Okowa gave assurance that the university would wear a new look by December 2022, when the projects would have been completed.
“When people in Lagos and Abuja say that they are not seeing what we are doing, it is either that they don’t come home or that they just want to be wicked in their ways.
“There is a lot going on in our three new universities and we are proud that we took this decision because the new universities have admitted no fewer than 5,000 students within one year of their approval.
“We have also commenced the construction of two hostel projects in the university to accommodate students and it will be useful to us during the National Sports Festival holding in Asaba in November,” he said.
On the N25 billion loan for oil palm farmers in the state, Okowa said that it was not a direct loan to the state government, adding that the government was only act as guarantor to the farmers.

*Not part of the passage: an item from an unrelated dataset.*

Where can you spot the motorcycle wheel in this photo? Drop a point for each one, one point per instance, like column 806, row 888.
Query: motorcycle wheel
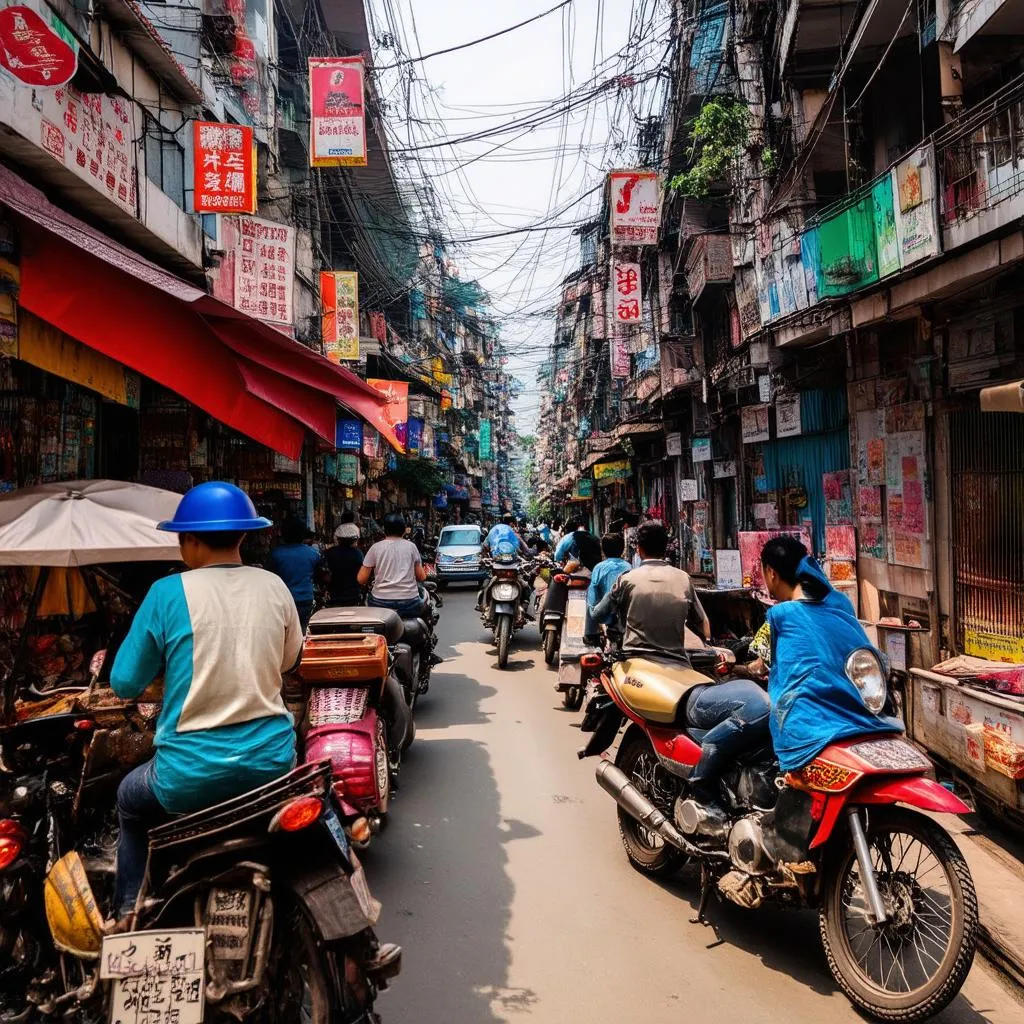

“It is not a direct loan to the state government; it’s unfortunate what critics are saying because they need to be informed and if they had listened at the House of Assembly when it was brought before the lawmakers, the letter was very explicit.
“We have an economic team and when we are satisfied with a plan, we go through the State Executive Council and then to the House of Assembly for approval.
“We are only like a guarantor to the farmers, the oil palm farmers in the state. The loan is to the farmers but the state is acting as a guarantor to them.
“In Akwa-Ibom and Edo States, they have borrowed far more than what our people are asking for.
“This particular loan is from the Central Bank of Nigeria (CBN) to the oil palm farmers association in Delta State for the development of about 17,700 hectares of oil palm.
“It’s going to be monitored but somebody needed to guarantee it for them and that is just what we have done,” Okowa said.
On pensions, Okowa said that only eight states were currently running the Contributory Pension Scheme in the country as 16 states had exited.
He said that the state government inherited a huge backlog of past services as a result of the pension scheme but was doing a lot to defray it.
“When we came into government in 2015, we were owing about N100 billion as past services or accrual services.
“We were able to investigate the sum and it eventually came down to about N88 billion and since then we have been paying N500 million monthly and we have paid over N36 billion over time.
“We have also made a provision of N20 billion from the proposed bridging finance to see what we can pay down for the past services,” he said.
On politics of 2023, the governor said that he would not leave any work undone and encouraged Nigerian youths to embrace the PDP, adding that Nigerians would gain from the success story of the Atiku-Okowa ticket.
“Here in Delta we have focused a lot on our youths and women because they are very important in this nation,” he said.